Le monde associatif dénonce la politique migratoire répressive du gouvernement
Le monde associatif dénonce la politique migratoire répressive du gouvernement - © Belga

Le CIRé, Jesuit Refugee Service Belgium (JRS), la Ligue des Droits de l'Homme (LDH) ainsi que le Mouvement contre le racisme, l'antisémitisme et la xénophobie (Mrax) dénoncent la volonté du gouvernement fédéral de construire trois nouveaux centres fermés afin de doubler la capacité de détention en Belgique d'ici 2021.

"Cette décision démontre une nouvelle fois que la politique migratoire du gouvernement fédéral est construite sur un seul pilier: la répression", se lamentent les associations dans un communiqué commun diffusé mardi.
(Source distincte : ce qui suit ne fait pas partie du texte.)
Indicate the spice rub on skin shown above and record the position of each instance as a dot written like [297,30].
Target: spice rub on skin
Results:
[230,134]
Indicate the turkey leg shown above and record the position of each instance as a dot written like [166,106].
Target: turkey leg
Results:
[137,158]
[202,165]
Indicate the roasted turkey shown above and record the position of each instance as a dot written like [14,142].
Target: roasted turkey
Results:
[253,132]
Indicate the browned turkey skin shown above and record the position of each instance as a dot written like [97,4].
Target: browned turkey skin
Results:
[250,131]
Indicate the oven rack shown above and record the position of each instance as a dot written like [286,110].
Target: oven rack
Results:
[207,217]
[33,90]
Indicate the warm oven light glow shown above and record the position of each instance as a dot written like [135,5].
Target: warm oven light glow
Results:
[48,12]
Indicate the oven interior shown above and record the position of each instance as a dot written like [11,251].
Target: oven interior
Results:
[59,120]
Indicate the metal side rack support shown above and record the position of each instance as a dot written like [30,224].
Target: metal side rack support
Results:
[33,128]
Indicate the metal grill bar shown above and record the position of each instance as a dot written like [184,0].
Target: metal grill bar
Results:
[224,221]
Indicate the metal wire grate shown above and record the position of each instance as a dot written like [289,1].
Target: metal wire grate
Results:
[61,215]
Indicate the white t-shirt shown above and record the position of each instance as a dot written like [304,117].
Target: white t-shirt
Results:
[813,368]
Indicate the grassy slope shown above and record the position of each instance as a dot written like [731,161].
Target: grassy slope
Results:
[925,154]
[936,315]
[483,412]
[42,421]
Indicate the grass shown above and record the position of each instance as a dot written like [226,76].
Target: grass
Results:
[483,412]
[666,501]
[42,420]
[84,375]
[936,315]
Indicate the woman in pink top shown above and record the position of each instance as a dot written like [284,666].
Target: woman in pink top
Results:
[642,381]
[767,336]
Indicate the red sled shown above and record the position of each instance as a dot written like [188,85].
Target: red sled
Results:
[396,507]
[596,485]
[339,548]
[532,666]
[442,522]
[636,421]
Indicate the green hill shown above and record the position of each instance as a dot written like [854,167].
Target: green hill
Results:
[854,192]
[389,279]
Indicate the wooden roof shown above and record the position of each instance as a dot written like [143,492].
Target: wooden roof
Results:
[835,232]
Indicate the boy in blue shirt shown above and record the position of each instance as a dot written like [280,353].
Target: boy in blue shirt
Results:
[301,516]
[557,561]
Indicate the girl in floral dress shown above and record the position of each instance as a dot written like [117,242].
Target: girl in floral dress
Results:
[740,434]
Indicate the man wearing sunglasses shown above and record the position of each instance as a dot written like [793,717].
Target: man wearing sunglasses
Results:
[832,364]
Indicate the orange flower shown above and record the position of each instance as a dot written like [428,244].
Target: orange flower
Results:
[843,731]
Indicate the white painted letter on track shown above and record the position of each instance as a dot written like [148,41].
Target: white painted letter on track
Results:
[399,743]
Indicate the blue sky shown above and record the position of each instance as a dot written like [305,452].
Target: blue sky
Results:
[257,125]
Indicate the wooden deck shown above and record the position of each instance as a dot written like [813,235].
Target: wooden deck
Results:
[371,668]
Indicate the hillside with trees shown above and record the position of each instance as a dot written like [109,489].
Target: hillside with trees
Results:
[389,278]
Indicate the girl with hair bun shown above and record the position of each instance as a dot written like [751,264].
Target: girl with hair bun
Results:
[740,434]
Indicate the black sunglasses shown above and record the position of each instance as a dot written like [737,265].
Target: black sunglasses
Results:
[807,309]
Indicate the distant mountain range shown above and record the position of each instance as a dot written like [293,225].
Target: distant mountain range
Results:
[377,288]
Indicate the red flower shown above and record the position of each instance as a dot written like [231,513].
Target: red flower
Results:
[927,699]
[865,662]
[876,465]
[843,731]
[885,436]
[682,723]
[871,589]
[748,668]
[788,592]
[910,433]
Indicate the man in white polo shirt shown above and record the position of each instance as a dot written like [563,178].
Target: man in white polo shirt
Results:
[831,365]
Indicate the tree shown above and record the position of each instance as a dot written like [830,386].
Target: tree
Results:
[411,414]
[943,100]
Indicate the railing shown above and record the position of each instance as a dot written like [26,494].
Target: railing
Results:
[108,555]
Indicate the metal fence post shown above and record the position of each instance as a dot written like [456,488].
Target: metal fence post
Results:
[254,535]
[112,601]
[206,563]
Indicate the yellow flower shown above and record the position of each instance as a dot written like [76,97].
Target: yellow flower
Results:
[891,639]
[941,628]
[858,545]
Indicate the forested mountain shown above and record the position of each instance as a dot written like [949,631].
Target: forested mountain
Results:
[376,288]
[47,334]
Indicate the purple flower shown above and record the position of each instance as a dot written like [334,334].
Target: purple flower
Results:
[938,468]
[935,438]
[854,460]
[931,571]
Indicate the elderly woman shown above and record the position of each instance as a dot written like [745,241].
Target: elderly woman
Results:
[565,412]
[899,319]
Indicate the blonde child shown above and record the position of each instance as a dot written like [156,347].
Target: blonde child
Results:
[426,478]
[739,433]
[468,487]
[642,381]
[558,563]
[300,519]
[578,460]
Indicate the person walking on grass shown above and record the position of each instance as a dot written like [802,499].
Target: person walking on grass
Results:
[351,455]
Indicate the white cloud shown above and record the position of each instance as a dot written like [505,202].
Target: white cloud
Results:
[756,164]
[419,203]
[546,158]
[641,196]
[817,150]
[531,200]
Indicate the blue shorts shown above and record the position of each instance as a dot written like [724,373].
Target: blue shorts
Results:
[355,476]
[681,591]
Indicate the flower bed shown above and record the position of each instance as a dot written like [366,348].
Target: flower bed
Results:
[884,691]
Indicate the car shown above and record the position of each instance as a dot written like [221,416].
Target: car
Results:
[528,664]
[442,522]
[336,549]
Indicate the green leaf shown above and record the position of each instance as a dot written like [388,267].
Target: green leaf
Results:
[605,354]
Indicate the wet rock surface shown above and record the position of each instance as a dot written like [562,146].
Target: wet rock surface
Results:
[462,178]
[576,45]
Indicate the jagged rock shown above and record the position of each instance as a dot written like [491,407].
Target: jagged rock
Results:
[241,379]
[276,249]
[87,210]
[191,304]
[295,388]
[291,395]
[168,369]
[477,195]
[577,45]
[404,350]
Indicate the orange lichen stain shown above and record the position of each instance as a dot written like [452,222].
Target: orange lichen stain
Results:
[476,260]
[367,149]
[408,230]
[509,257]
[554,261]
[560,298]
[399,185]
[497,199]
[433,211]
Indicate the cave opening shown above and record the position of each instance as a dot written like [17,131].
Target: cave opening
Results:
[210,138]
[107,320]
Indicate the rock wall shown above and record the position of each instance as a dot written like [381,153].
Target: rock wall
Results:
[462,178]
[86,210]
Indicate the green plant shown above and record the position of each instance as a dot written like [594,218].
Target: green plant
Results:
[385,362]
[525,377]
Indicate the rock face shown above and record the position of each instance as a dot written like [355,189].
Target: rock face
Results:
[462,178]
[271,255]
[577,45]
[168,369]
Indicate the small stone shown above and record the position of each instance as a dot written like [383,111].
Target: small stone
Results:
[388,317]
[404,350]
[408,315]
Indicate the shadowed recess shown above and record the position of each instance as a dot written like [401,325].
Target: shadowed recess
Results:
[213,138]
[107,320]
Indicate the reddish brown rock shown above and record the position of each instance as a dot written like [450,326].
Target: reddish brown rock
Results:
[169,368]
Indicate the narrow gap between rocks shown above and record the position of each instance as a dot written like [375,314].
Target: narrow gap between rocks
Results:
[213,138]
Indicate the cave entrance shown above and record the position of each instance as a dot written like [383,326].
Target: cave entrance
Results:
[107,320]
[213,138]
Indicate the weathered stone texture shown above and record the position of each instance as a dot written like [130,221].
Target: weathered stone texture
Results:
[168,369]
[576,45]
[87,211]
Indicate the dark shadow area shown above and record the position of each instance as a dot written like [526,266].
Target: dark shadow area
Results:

Le Conseil des ministres extraordinaire de dimanche consacré à la sécurité et à la justice a arrêté 28 mesures, parmi lesquelles une extension de la capacité des centres fermés pour le "retour forcé" des personnes en séjour illégal qui doit passer de 600 à 1066 places d'ici 2021. "Bien que la Belgique y recoure depuis plus de 25 ans, la détention administrative n'a jamais été un outil efficace dans la gestion des flux migratoires", dénoncent les quatre associations, qui ajoutent que cette politique s'avère par ailleurs particulièrement coûteuse.

"Les dizaines de millions d'euros obtenus par Theo Francken pour financer cette décision inutile auraient pu être utilisées pour mettre sur pied une véritable politique migratoire, centrée sur (...) l'accueil et l'intégration."

Le CIRé, JRS, la LDH et le Mrax déplorent le "discours sécuritaire et discriminatoire en matière d'asile et de migration" du secrétaire d'Etat Theo Francken, qui "alimente la confusion entre migrants, sans-papiers et criminels".